Pavo was no scholar, no disciple of knowledge who would disregard danger and his own well-being in favour of new discoveries and ill-begotten "learning opportunities". He was not a Gryffindor, an aspiring hero with his own safety and security secondary to... everything, really. He was not Lula. He was not his grandfather.
What shrewdness he had was just enough to get away with skinned knuckles where others might forfeit an arm... only to then lose his head over the next real or imagined affront to his self-esteem.
Somehow, he suspected Ashcroft wouldn't stop at a limb if the fancy took her.
He swallowed his protests, his resentment, his... not fear as he followed the professor to the centre of the arena. His stride, his face almost as resolute as the grip on his wand.
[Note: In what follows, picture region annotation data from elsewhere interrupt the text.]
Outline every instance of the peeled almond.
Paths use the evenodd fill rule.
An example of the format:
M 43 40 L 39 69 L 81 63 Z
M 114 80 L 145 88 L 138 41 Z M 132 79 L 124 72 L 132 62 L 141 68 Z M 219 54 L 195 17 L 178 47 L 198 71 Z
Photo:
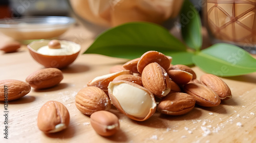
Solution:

He liked to think he knew what he was doing. But now, suddenly wondering with more than a tinge of perplexity just how practiced the DADA teacher was in real dark magic, his own desire for more experience seemed both more pressing and more unfulfilled than ever. His sister's fascinations, his uncle's books, his own obsessive research... all amounted to an impressive, but ultimately theoretical, library of the unsanctioned. Applying it on snivelling First Years, subservient cronies, clumsy Hufflepuffs... it was sport. A breeze.
In a duel, on equal standing, against someone possibly less bothered with people's opinions and goodwill than even he was...
She called it practice. But not for the first time, he couldn't tell if she actually meant to educate, or if she'd purposely missed out "target".